In a recent editorial on the issue published in the September issue of Insight, Rep. Coburn stated that when North Carolina closed its anonymous testing sites, testing for HIV dramatically increased. Fleming also notes a comment from a Colorado health official who observed that the use of anonymous testing sites had dropped in that state to the point that some sites are no longer open full-time. Now that people realize they can increase survival with early treatment, they appear to be more willing to forgo anonymous testing, she says, adding that home HIV test kits are also on the market now.
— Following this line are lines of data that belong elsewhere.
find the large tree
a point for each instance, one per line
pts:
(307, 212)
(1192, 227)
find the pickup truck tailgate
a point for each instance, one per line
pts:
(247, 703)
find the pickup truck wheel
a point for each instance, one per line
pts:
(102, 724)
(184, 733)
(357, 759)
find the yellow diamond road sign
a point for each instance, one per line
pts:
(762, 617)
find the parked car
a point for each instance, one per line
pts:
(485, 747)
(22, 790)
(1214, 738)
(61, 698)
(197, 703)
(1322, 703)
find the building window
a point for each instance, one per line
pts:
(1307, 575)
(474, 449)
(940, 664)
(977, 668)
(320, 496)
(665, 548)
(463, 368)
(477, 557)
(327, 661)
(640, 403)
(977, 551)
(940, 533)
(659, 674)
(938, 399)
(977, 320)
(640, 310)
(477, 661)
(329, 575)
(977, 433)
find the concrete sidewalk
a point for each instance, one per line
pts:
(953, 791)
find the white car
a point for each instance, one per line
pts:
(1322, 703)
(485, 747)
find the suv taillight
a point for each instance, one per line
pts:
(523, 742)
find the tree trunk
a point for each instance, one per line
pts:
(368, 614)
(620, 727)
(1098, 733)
Another factor driving the increased support for HIV reporting is the growing recognition that as attention turns more toward prevention, funding may eventually be tied to HIV cases and not just AIDS cases, says Fox Fields.
"There have been no proposals yet, but it certainly has come up in discussions and no one is prepared to deal with that yet," she says. "I don’t think the change will be overnight, but I think within the next few years, with increased use of protease inhibitors, we might see some shifts in funding."
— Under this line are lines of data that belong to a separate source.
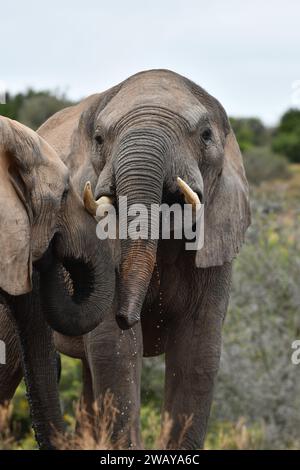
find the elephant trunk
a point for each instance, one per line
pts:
(139, 177)
(78, 282)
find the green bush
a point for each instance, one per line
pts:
(287, 136)
(262, 164)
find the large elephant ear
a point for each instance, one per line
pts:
(15, 253)
(227, 214)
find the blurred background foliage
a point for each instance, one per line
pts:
(257, 398)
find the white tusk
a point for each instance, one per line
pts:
(89, 202)
(190, 196)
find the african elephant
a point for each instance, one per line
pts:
(46, 235)
(134, 141)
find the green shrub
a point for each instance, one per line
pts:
(262, 164)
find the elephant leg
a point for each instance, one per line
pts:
(192, 361)
(86, 404)
(11, 372)
(39, 363)
(115, 360)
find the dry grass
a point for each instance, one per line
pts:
(97, 432)
(93, 432)
(238, 436)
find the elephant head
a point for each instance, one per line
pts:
(139, 138)
(44, 225)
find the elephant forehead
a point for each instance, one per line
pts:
(154, 91)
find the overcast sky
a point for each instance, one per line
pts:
(247, 54)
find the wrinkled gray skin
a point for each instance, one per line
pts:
(135, 139)
(45, 226)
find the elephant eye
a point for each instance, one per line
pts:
(99, 139)
(206, 135)
(64, 195)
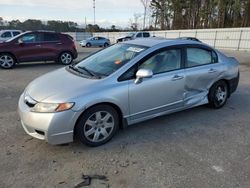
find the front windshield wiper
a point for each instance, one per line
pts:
(75, 69)
(88, 71)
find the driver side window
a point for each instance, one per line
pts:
(163, 61)
(30, 38)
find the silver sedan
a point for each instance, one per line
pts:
(125, 84)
Those shifts may also be made geographically as HIV data show new infections are heating up in certain regions. Before AIDS case data became less reliable, the CDC noted that the epidemic was cooling off in epicenters of the Northeast and West where it first took hold but not in the South. Indeed, the AIDS incidence decreased only 1% in the South in 1996, compared to 12% in the West and 8% in the Northeast.
Public health officials in Georgia have the infrastructure set up to do name HIV reporting, but have not yet implemented it.
"We have to start doing it in Georgia, if just from a money standpoint," says Anthony Braswell, MPH, MBA, executive director of AID Atlanta, the largest AIDS organization in the Southeast. "Our numbers pale in comparison to other states that are doing it."